# İç ve Dış Tehditler > Rus Zulmü ve Kuzey Turan >  Mathiati Katliamı

## ceydaaa

r22.jpg208 Türk'ün yaşadığı Lefkoşe'nin Mathiati köyündeki vahşet Gibbons tarafından şöyle anlatılmaktadır:

" İlk dakikalarda üç Türk ciddi olarak yaralandı. Türkler beyaz, küçük evlerinden sokağa fırladıklarında, küfreden ve çığlıklarla gülen kalabalık, bunları yol boyunca iteklemeye ve tekmelemeye başladı. Dipçik darbeleriyle yerlere yıkılan dehşete kapılmış Türkler, sokaklarda sürüklenirken; kalabalık evlere doluşup, ocaklardan yanan kütükleri çekip perde ve yatakları yakmaya başladı. Yıllar boyunca güneşte kurumuş ahşap çatı kirişlerini önce dumanlar, sonra da ateş sardı. Gürültüyle uyanıp ağlamaya başlayan emzikli bebeleri sıkıca tutmuş, çoğu gecelikli ve ayakları çıplak olan kadınlar, yürüyebilen ve pantolon veya mavi çizgili pijamalarının paçalarını tutmuş çocuklarıyla birlikte, yaralılarını sürükleyen Türkler alevler içindeki sokaklarda itilip kakılıyorlardı.

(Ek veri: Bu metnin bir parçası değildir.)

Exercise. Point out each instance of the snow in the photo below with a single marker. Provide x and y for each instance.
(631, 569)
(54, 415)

Rum gençler histerik bir biçimde evlere ateş ediyor, kısılmış sesleriyle çılgıncasına bağırıyorlardı. Ateşler evlerin bir kısmını bütünüyle kaplamadan gruplar halinde içlerine doluşup eşya ve tabak-çanağı kırmağa değerli eşyaları kapıp ceplerine doldurmaya başladılar. Evlerin gerisinden gelen çılgınca sesler saldırganların dikkatini Türklerin hayvanlarına çekti. Ahırlara doluşup sağlam inekleri, keçi ve koyunları makineli tüfekle taradılar. Tavukları havaya atıp, gıdaklar ve çırpınırlarken ateş ediyorlardı; gövdeleri bir tüy bulutu halinde parçalanıyordu.

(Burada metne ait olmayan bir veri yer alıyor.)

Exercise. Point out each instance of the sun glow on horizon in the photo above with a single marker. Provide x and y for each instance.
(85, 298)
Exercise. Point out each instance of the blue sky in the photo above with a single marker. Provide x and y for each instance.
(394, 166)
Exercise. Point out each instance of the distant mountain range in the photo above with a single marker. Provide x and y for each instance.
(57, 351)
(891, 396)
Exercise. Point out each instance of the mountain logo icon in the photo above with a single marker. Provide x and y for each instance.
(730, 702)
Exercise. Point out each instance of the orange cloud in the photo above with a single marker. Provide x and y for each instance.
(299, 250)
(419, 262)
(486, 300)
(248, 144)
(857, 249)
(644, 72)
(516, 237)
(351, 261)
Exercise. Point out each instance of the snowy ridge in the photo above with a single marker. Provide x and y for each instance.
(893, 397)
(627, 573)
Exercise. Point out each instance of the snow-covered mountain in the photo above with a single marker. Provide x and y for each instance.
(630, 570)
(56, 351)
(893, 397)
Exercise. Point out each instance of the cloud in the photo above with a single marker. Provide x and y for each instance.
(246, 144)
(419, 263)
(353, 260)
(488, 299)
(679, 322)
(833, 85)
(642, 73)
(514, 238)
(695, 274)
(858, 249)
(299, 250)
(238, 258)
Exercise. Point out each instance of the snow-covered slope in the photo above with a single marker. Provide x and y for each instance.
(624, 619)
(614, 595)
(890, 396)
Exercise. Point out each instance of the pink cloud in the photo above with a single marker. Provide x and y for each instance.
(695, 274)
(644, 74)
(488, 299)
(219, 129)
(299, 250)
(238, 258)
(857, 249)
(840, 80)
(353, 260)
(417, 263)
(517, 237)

Kalabalık kana susamış bir çılgınlık içinde bağrışıyordu. Türkler, donmuş, açık yol boyunca sürüklenip köyden çıkarıldılar. Azap içinde, tamamıyla Türklerin oturduğu bir sonraki köyün, Kochatis'in yakınlarında bırakıldılar. Kochatis köyünün Türkleri komşularına yardım etmek için evlerinden fırlarken kalabalık ateş etme, yakma ve yağmalama çılgınlığına devam etmek üzere Mathiati'ye geri döndü." (H. Scott Gibbons, Peace Without Honour, Ankara, 1969, s. 31)

Türk halkına karşı gerçekleştirilen insanlık dışı katliam ve işkenceleri vicdanla değerlendiren her insan, bunların "bir daha asla" yaşanmaması için gerekli önlemlerin alınmasına anlayışla bakacaktır.

----------